In 1841, about 216,000 people were employed in the mines. Women and children worked underground for 11 or 12 hours a day for smaller wages than men. The public became aware of conditions in the country’s collieries in 1838 after an accident at Huskar Colliery in Silkstone, near Barnsley. A stream overflowed into the ventilation drift after violent thunderstorms causing the death of 26 children, 11 girls ages 8 to 16 and 15 boys between 9 and 12 years of age. The disaster came to the attention of Queen Victoria, who ordered an inquiry. Lord Ashley headed the royal commission of inquiry that investigated the conditions of workers, especially children, in the coal mines in 1840. Commissioners visited collieries and mining communities gathering information, sometimes against the mine owners’ wishes. The report, illustrated by engraved illustrations and the personal accounts of mine workers, was published in 1842. Victorian society was shocked to discover that children as young as five or six worked as trappers, opening and shutting ventilation doors down the mine before becoming hurriers, pushing and pulling coal tubs and corfs. As a result, the Mines and Collieries Act 1842, commonly known as the Mines Act of 1842, was passed. It prohibited all girls and boys under ten years old from working underground in coal mines.

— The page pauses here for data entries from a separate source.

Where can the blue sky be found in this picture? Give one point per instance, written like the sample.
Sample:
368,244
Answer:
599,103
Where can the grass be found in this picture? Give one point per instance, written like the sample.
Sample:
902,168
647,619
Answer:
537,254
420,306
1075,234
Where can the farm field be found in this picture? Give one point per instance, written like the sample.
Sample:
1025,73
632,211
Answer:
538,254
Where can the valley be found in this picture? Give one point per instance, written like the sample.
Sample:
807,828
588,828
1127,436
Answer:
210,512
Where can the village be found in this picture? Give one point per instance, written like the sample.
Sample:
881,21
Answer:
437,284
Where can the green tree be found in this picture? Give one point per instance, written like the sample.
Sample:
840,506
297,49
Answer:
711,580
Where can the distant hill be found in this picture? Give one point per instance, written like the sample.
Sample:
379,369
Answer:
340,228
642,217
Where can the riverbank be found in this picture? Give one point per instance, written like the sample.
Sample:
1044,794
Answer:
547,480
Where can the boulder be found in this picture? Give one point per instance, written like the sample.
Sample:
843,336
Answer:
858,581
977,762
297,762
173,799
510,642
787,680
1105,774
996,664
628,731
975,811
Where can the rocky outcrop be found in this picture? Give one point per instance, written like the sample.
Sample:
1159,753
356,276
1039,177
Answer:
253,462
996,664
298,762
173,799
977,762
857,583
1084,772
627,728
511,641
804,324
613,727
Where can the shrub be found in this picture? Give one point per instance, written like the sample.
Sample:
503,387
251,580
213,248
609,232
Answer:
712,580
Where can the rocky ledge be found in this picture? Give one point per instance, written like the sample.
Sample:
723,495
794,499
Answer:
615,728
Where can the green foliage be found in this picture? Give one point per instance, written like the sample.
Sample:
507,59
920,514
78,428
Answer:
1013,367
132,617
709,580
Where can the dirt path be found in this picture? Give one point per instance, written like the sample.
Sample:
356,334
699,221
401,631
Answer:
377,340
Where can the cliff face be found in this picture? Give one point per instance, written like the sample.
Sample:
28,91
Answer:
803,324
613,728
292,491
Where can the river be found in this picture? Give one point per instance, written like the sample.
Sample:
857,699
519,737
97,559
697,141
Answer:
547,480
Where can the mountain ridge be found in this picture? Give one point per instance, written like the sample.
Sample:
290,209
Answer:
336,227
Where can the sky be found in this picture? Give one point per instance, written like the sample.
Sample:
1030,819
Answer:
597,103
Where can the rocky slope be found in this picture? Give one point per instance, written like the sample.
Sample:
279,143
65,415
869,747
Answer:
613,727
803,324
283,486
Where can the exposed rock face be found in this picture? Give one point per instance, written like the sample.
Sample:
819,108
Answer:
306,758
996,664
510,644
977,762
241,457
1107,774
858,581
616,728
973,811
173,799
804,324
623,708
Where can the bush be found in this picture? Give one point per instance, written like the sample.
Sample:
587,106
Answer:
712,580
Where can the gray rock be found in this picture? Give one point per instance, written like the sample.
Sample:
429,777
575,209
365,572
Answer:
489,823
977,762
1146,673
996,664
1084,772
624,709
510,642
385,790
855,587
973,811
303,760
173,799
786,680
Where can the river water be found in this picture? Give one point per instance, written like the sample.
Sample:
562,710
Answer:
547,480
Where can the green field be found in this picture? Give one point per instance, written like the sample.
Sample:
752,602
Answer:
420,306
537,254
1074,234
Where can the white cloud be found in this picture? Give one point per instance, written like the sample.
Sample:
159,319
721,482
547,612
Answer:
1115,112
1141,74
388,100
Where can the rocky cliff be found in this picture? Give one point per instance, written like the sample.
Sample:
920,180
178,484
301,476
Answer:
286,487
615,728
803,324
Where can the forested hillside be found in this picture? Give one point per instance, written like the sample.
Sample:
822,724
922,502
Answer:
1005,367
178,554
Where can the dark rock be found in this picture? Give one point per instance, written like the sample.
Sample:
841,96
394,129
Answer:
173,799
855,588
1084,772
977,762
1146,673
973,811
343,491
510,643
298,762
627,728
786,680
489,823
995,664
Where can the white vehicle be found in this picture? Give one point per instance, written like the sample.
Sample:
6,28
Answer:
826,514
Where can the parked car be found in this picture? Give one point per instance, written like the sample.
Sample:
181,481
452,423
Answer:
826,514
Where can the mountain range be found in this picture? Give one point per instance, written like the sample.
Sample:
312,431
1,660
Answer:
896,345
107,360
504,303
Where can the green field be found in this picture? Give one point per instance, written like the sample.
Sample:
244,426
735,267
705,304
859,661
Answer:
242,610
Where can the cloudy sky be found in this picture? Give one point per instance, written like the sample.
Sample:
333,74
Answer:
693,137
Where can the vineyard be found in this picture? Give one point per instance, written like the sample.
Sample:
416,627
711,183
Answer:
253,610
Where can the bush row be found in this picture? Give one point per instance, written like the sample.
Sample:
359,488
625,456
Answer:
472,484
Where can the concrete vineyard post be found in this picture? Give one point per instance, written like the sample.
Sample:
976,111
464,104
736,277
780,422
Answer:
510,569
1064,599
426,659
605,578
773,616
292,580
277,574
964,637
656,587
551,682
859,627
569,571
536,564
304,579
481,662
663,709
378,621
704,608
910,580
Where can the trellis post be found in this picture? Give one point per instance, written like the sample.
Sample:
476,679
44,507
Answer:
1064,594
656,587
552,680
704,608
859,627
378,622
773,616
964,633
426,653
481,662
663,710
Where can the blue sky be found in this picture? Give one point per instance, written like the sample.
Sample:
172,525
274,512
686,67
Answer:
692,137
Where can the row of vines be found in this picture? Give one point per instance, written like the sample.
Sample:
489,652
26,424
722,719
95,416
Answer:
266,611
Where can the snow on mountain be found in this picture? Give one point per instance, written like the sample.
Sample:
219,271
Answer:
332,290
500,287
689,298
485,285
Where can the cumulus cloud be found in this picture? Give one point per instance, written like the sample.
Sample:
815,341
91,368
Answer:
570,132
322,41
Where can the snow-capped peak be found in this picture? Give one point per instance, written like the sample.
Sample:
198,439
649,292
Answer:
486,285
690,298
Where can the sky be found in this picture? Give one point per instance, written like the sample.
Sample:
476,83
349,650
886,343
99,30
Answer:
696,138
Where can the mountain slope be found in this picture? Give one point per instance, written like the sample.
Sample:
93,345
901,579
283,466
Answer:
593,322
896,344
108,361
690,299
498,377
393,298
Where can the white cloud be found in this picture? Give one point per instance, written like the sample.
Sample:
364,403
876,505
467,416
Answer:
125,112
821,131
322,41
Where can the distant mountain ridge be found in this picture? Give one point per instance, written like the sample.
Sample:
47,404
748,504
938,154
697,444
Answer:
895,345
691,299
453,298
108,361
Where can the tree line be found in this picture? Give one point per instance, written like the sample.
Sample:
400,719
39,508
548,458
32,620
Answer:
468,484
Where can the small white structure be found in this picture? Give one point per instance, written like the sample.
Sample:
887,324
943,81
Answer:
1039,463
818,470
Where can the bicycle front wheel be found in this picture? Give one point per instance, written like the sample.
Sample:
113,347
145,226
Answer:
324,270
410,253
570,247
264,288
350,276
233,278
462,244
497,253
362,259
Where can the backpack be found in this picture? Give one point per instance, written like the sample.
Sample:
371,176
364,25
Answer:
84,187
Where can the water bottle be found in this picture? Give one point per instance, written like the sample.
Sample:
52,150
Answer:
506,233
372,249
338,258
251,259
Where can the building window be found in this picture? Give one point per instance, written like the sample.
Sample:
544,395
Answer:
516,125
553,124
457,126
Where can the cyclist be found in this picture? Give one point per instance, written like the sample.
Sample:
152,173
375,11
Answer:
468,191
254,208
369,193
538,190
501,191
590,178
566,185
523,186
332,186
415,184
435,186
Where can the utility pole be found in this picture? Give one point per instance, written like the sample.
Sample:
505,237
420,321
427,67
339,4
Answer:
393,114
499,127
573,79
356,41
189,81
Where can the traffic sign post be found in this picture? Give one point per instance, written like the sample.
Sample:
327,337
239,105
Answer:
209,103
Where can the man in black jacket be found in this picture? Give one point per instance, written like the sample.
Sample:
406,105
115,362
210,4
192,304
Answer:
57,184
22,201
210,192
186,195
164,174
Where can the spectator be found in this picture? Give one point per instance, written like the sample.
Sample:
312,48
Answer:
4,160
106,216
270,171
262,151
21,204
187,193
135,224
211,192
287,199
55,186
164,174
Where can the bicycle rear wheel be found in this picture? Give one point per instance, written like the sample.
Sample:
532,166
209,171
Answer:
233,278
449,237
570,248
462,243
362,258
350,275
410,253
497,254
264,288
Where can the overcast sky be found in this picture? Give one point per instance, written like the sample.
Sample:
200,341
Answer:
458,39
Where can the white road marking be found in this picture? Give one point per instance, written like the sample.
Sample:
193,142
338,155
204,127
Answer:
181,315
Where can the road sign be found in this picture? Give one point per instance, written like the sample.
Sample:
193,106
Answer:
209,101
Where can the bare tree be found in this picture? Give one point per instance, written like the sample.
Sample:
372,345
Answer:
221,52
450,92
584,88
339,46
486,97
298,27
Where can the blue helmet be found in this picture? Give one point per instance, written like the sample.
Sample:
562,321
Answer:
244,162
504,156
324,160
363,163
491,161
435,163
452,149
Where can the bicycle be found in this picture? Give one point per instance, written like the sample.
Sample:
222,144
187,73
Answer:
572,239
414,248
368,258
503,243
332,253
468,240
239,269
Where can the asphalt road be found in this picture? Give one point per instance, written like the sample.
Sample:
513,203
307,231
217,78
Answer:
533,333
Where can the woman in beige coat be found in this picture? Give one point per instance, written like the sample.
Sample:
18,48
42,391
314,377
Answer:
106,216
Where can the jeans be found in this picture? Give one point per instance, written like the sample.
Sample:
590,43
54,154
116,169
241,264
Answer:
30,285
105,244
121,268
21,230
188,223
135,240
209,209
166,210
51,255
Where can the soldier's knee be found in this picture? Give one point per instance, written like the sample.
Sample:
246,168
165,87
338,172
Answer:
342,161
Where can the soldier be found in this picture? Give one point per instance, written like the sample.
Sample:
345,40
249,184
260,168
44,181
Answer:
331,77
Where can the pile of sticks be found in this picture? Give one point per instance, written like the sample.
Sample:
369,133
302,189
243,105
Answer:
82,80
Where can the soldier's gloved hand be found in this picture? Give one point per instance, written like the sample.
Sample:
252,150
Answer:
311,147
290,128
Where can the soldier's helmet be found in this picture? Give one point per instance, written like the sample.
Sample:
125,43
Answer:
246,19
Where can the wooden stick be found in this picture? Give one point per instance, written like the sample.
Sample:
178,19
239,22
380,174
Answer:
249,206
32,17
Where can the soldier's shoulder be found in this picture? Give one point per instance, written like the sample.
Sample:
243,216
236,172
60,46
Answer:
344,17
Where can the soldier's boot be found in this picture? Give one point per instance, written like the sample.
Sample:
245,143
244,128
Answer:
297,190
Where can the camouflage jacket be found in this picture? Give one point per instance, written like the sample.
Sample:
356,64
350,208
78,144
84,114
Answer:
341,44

The Factories Act 1844 banned women and young adults from working more than 12-hour days and children from the ages 9 to 13 from working 9-hour days. The Factories Act 1847, also known as the Ten Hours Act, made it illegal for women and young people (13-18) to work more than 10 hours and maximum 63 hours a week in textile mills. The last two major factory acts of the Industrial Revolution were introduced in 1850 and 1856. Factories could no longer dictate work hours for women and children, who were to work from 6 a.m. to 6 p.m. in the summer and 7 a.m. to 7 p.m. in the winter. These acts deprived the manufacturers of a significant amount of power and authority.